The fishmonger was a little struggling tradesman, in a house with a shop on the ground-floor, and a little back-parlour, and kitchens, and a cellar below where they kept fish-baskets.
Over the shop were two rooms, one was the fish-monger's bed-room, and two bed-rooms above. The wife was confined to her bed, and her husband slept alone in the back-room which was usually the female servant's; so the servant was put into a bed on the top-floor. This maid cooked, cleaned, did everything, and had an eye as well to the shop if her Mistress was ill, and when Master and his man were out; but she could not mind the child as well. The fishmonger asked the carpenter if he knew of a strong steady lass, the carpenter named his own girl, and Kitty went for grub, lodging, and one and six a week. She was to sleep with the maid on the top-floor over the rooms where Master and Mistress slept. The servant's name was Betty.
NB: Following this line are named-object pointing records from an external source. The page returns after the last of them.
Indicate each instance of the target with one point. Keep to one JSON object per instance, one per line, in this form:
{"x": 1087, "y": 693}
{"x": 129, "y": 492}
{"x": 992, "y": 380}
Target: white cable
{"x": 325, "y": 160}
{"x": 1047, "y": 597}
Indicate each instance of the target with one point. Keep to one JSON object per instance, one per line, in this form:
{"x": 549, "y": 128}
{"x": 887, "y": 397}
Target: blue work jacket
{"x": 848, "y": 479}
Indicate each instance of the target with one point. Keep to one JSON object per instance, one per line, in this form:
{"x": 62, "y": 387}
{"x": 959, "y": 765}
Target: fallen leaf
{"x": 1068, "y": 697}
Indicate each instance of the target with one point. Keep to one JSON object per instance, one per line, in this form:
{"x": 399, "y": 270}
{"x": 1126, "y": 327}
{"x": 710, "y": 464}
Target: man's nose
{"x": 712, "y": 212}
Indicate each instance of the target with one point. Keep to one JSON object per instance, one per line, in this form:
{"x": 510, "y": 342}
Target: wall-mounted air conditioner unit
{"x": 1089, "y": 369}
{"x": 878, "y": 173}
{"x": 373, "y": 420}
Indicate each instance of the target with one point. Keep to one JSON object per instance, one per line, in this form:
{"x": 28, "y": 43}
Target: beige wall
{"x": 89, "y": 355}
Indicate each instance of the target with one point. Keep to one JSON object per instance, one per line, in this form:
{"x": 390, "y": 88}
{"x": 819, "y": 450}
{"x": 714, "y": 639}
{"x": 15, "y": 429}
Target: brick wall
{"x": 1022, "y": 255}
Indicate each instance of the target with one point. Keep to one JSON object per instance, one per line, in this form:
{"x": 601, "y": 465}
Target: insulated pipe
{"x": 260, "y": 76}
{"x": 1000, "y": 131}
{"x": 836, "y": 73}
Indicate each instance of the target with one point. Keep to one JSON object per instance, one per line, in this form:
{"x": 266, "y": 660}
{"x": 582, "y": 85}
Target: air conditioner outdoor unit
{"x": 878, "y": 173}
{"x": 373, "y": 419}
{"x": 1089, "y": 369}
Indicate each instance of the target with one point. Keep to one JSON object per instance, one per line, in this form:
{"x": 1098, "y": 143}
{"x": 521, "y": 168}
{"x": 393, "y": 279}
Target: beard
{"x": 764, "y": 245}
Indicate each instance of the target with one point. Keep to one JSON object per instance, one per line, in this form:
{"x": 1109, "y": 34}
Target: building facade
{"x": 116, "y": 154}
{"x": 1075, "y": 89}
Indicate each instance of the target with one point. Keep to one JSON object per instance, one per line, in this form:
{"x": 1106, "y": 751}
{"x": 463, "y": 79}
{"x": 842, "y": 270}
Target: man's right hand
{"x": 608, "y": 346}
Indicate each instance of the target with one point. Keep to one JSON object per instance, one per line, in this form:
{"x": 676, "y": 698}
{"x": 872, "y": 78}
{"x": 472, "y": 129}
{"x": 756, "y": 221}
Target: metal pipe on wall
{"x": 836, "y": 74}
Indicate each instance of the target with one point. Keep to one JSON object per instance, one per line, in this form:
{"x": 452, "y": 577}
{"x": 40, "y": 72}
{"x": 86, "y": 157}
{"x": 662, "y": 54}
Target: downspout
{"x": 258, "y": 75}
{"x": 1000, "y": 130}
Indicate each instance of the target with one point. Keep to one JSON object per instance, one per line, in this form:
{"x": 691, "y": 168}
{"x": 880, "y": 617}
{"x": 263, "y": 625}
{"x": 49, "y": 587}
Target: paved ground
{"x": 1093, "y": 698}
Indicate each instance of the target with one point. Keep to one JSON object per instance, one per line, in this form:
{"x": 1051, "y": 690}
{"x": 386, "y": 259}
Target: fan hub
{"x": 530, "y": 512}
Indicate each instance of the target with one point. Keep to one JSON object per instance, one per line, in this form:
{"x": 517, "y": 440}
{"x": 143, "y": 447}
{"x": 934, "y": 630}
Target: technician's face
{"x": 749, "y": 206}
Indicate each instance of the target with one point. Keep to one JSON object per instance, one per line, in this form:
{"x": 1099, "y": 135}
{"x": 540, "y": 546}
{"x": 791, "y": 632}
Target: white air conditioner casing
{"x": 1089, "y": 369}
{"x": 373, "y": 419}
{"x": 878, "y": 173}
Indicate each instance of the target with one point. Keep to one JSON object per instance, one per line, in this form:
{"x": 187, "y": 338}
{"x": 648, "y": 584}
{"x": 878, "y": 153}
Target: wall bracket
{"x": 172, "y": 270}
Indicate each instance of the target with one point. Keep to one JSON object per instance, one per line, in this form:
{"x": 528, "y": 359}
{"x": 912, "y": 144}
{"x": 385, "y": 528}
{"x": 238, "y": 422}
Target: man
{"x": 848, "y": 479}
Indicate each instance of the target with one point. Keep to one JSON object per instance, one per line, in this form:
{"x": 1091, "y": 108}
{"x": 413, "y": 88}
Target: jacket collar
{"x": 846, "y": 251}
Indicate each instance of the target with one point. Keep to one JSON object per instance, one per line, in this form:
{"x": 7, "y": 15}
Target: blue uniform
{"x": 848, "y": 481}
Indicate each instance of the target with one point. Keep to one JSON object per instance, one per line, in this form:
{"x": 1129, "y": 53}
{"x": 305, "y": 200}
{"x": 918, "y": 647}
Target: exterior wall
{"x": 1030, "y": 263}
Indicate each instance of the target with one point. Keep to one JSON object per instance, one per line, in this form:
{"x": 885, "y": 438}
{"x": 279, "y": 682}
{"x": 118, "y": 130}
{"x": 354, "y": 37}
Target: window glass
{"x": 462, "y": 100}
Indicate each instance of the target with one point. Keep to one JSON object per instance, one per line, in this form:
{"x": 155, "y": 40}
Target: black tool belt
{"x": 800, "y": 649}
The fishmonger drank. A young man named Jim went with him to market, and sometimes without him if he had been very drunk over night. Jim opened the shop, harnessed the horse and cart, and every night when the Master went to bed, Jim went to the under-ground kitchen, opened a cupboard, pulled down some-thing called a bed, and slept there.
Jim was up first, and to bed but last, could not go to bed till the maid-of-all-work was out of the kitchen. Jim pissed in the sink, and made his own bed every morning as soon as he got up, which was done by turning it up somehow into the cupboard, and then he called up his Master and the maid. The privy was in the yard.
Kitty took charge of the child, and the first night as she was going to bed and took her things off Betty said, “Where is your night-gown?” “I ain't got none”, said Kitty, “I sleep in my shemmy.” Betty tossed up her head. Kitty cried. “Father's a poor man”, said she, “but he's respectable, and though I sleeps in my shemmy I am very clean, I washes all over every day, —look at my legs and my neck, — but with my first week's wages I'll buy a night-gown.”
“Never mind”, said Betty, “you are clean, and you're fat, — your dad gives you lots of grub, — don't cry, I only said, 'where's your night-gown?'—Lord you are fat for your age !—how old did you say you were ? — why what a big bum you've got for your age!”